Waysides and boonies, the worn-out awning,
slop-sided porch. Roadside morning
glory pastoral. Rough song
               in the chapel, wings in a house

               toothed inside a farm gone
               field, its familiar vine. I walk socks high
               to avoid ticks and weather heavy my hands
                               adrift. Marsh twines woods into island

highways. Headlights spatter emptied windows
with linens and movement. There is so much
to look at indirectly. Chicken coops
               weed hollows. And all I have to do is unshelter

               you. I've never mentioned it, how you were
               a not uncle uncle, how men befriend all the empty
               structures in the familial, of the body. That you
                               would lift me high. That you sometimes

wouldn't let go. There's this song swung country,
salt smooth, warm—I hear it in that back seat
truck tanged acidic.

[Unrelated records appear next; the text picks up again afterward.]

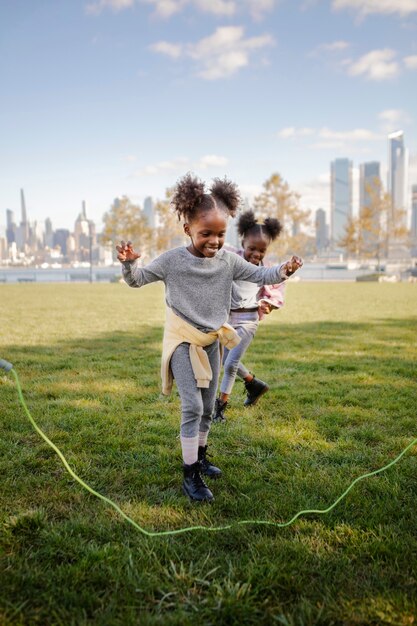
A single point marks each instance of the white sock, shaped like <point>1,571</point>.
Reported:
<point>202,437</point>
<point>189,446</point>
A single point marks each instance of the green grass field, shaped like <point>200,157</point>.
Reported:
<point>341,363</point>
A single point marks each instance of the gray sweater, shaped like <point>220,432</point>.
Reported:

I have this feeling
               I've unknown the crook within

               my palms. Blackwater rivers versed in little
               light, worried roots tucking knees
               into. I just want to hit ground first,
                               scrape prints into grit, pray an unsaved

wish into pieces. The warp of what I unsee
enters by leaving me first. Eyes
boxed-in and turned. The truck's rearview
               wasn't metaphor when I remember

how it angled me closer. The mirror
bent but direct. It takes time

               for a swamp to render; unnamable
               in its reverence. I could go
               naming dried bramble, thick oak
                               eaten torn. I could only name them in their loss.